Sensação de alívio e angústia, ao perceber que evitamos o abismo e vemos agora alguém a beira da queda. Deixar o tempo trazer o despertar, não é nada fácil. Também, não estamos livres da sedutora malandragem, sejamos humildes em reconhecer.
.
Texto separado em 2 níveis:
Nível 1– Leitura rápida – Feito para pessoas ansiosas, apressadas, com vício na leitura rápida, que desprezam detalhes.
Nível 2 – Leitura normal – Indicado para pessoas com o hábito da leitura, capazes de analisar o conteúdo, que desejam estimular o pensamento crítico, com ineteresse em assuntos atemporais e novas perguntas.
.
Nível 1 – Leitura Rápida
É alívio e ao mesmo tempo angústia, perceber que uma pessoa caiu ou está caindo no abismo provocado pela enganação. Principalmente se a pessoa ou grupo de pessoas, é do nosso convívio cotidiano, familiar. Aquele momento em que sabemos como foi construído o caminho errado que levou quem estamos vendo, ouvindo ou lendo, a se entregar a uma bobagem com ares de faz todo sentido.
Dá vontade de falar, de mostrar que as coisas não são como venderam, que há uma arquitetura maldosa que não foi percebida. Essa vontade é angustiante, porque podemos encontrar resistência, ouvir argumentos equivocados que parecem irreversíveis, por mais esforços que façamos em mostrar a realidade e assim provocamos conflito, sem ajudar em nada.
Ter que esperar o tempo mostrar a verdade ou dar um choque na pessoa que estamos observando, não é fácil como parece.
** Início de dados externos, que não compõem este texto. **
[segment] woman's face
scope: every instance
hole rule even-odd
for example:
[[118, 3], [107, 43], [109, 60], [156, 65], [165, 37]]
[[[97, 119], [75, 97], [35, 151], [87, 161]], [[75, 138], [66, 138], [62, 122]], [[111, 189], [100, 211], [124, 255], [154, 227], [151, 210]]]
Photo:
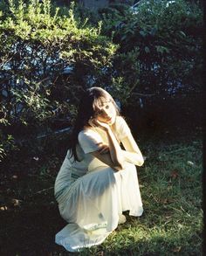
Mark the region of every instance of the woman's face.
[[95, 114], [95, 118], [102, 122], [113, 125], [116, 120], [116, 108], [111, 100], [105, 100], [101, 103]]

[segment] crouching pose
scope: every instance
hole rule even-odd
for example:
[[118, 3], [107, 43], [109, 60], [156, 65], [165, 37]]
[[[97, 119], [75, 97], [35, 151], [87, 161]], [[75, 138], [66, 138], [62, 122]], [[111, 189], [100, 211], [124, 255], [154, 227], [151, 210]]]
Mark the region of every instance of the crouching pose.
[[56, 235], [56, 243], [70, 252], [97, 246], [126, 221], [122, 211], [141, 216], [135, 165], [143, 163], [112, 96], [100, 87], [86, 90], [55, 181], [59, 212], [68, 222]]

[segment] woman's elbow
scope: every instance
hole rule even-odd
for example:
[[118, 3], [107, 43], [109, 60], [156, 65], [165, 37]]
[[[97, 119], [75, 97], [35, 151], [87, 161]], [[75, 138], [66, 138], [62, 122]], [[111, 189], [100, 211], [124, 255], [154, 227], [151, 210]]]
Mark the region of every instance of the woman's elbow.
[[144, 157], [142, 156], [141, 159], [140, 159], [138, 162], [138, 166], [142, 166], [144, 164]]

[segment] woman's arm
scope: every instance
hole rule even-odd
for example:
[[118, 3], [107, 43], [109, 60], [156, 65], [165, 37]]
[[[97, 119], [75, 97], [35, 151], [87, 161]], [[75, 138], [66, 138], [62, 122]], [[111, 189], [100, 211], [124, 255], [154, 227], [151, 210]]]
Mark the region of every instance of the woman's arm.
[[129, 133], [127, 137], [121, 140], [121, 142], [126, 149], [122, 150], [125, 161], [141, 166], [144, 163], [144, 158], [132, 134]]
[[100, 122], [98, 121], [95, 121], [95, 122], [106, 132], [109, 152], [105, 154], [104, 152], [102, 153], [101, 150], [98, 150], [92, 152], [91, 154], [116, 170], [124, 169], [124, 153], [120, 144], [118, 143], [112, 129], [106, 123]]

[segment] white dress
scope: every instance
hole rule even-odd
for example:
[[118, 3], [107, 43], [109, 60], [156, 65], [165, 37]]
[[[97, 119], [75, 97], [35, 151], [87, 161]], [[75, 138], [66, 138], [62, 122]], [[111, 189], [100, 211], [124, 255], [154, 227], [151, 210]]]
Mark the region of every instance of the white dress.
[[[120, 142], [130, 133], [120, 116], [115, 130]], [[124, 170], [114, 171], [90, 154], [102, 142], [108, 142], [102, 129], [82, 130], [77, 146], [80, 161], [70, 158], [68, 151], [55, 181], [59, 212], [68, 222], [55, 241], [70, 252], [102, 243], [117, 227], [122, 211], [129, 211], [132, 216], [143, 212], [135, 166], [127, 163]]]

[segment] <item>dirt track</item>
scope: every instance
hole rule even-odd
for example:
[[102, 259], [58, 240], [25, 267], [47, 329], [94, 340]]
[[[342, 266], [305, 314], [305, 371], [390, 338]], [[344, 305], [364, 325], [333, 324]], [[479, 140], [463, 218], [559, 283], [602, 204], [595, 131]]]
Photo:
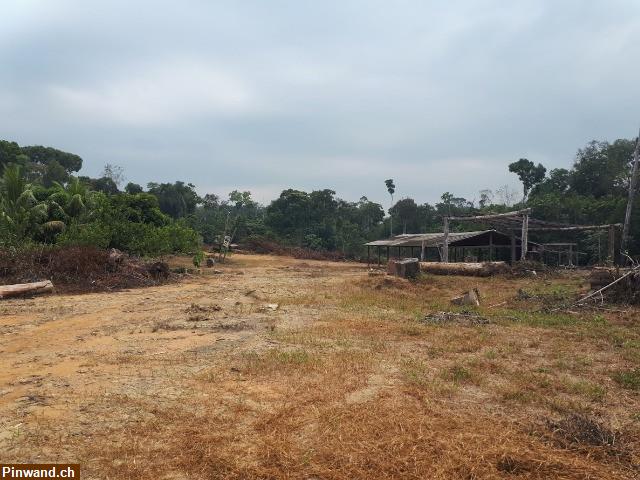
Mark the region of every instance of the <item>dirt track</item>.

Exige sabedoria, paciência e treino, para em segundos decidir se afastar, não intervir. Além disso, valorizar o pensamento: “ufa, poderia ser eu fazendo isso!”. Nitidamente as palavras, os gestos ou o raciocínio da pessoa enganada, são entregues aos poucos, vendidas pelo lixo humano que cria ilusões e mentiras, a partir de técnicas ou malandragem pura, com palavras que funcionam como gatilho e transformam uma bobagem em algo que faz sentido.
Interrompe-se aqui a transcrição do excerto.